Keep these principles in mind when you map IdP groups to Cribl Roles:

• An Okta group can map to more than one Cribl Role. Likewise, a Cribl Role can map to more than one Okta group.
• If a user has no mapped Roles, Cribl automatically assigns the Default role that you specify.
• If a user has multiple Roles, Cribl applies the most permissive levels of access.
• The value used to identify groups in Okta is case-sensitive and must exactly match the value that you enter in the Cribl Role mapping configuration.

Verify that SSO with Okta Is Working

​

1. Log out of the Cribl Suite, and verify that Okta is now an option on the login page.
2. Select Log in with Okta.
3. You should be redirected to Okta to authenticate yourself.
4. The SAML connect flow should complete the authentication process.

Get Temporary Access Credentials for AWS S3 Buckets

​

You can use your SSO/SAML IdP to issue temporary access credentials so your on-prem Stream Worker or Edge Node can access AWS S3 buckets.

Call the AssumeRoleWithSAML API endpoint. It will return the STS access, secret, and session tokens. These can be written into the ~/.aws/ credentials file, which Cribl will pick up because it uses the native AWS SDK.
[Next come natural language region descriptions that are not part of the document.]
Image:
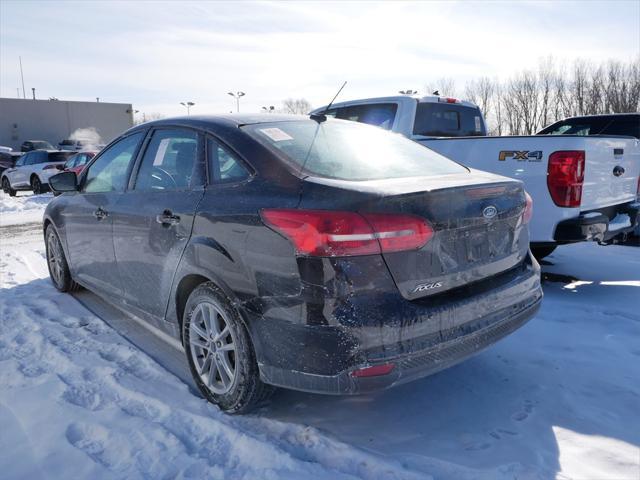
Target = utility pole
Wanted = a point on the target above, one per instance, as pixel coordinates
(24, 95)
(237, 96)
(188, 106)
You can set up multiple S3 Sources with different credentials. Cribl relies on the AWS SDK for authentication support, and the SDK evaluates credentials in the following order:

1. Loaded from AWS Identity and Access Management (IAM) roles for Amazon EC2.
2. Loaded from the shared credentials file (~/.aws/credentials).
3. Loaded from environment variables.
4. Loaded from a JSON file on disk.
5. Other credential-provider classes provided by the JavaScript SDK.

To enable the use of multiple Sources, set the S3 Source Authentication method to Auto.

See the AWS SDK documentation and AWS CLI documentation for further information on setting credentials.

SAML/Okta Chiclet Setup (Optional)

​

If you want to initiate login from an Okta instance on which you have configured SAML authentication, an Okta admin can configure an app integration as follows:

1. From Okta’s left nav, select the Applications page.
2. Select Browse App Catalog.
3. From the resulting catalog, use the search bar to find and select the Bookmark App application.
4. From that application’s page, select Add Integration.
5. On the General settings page, enter an Application label that will identify this app as supporting Cribl login. (Cribl is a good choice, but the label is arbitrary.)
6. In the URL field, enter the <host>:<port> of your Cribl Leader Node.
7. Confirm with Done.
8. Select Assign and assign all of the Cribl groups to the application.
9. The Cribl chiclet should now be available for all users in the Cribl groups you’ve assigned.

Troubleshooting

​

If you encounter issues when setting up SSO integration, refer to SSO Troubleshooting.